This—talking to his friend again, feeling the love and concern for him even through the aethernet… He had missed this so, so much. Stopping, Darrian rubbed a stray tear from his cheek, wondering if Emilia could feel the ache of his heart. He hadn’t intentionally sent anything to her, but sometimes, strong emotions just slipped through.
[
Em:
do you… want to talk about it?
]
“With you? Always.”
The message slipped out before Darrian actually thought about it, his heart seizing as he realized what he’d just said—the implications, the desperation behind those few words.
Fuck. He’d been trying so hard to not fuck things up, too. He’d been succeeding, and then—
A skill ruptured through the aether, Darrian falling out of the way just in the nick of time.

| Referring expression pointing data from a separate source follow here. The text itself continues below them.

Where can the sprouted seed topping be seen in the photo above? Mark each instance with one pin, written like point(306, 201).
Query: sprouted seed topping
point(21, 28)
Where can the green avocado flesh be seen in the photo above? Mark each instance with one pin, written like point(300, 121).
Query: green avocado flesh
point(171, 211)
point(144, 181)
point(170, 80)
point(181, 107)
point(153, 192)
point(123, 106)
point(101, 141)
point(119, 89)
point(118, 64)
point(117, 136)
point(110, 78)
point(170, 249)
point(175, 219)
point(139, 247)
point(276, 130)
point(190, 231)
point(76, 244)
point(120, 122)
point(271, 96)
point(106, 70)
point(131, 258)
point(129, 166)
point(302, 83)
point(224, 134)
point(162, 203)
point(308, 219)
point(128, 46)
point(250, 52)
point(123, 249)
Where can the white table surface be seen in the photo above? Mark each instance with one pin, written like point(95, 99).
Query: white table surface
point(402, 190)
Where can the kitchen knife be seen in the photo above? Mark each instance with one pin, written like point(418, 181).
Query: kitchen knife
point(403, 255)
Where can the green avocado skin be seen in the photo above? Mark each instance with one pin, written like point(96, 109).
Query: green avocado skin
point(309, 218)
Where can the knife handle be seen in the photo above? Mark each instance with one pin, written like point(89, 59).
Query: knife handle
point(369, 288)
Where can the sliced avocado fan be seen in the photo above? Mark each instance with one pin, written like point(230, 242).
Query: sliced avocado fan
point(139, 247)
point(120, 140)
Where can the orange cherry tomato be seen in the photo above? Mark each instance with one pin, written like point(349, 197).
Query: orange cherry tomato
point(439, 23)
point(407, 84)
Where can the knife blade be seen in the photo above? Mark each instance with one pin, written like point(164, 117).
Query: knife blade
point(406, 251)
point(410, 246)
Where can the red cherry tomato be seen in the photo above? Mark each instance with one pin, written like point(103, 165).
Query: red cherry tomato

“Fuck~” a man’s voice sighed, lilting in the way Free Colonier voices did, if they’d learned Baalphorian early in the war. “I knew we should have let ourselves get killshotted, if only to tweak my skills.”
Turning, Darrian met the deep purple eyes of his assailant, his heart stuttering. The Free Colonier—probably a member of the trio his cousins were obsessed with—was beautiful, even with the vicious smile ripped across his face. Adorable, lithe, distracting if he didn’t get his libido under control.
The guy was also oddly calm for someone who had just missed their killshot—not to mention admitted that enough of their skills needed tuning that they’d considered letting themself be killed to tweak them in the middle of a raid. He made no attempt to fire another shot, instead just examining Darrian with a critical—maybe appreciative as well, although that could have just been wishful thinking on Darrian’s part—eye before his smile stretched larger, an edge of insanity entering his eyes.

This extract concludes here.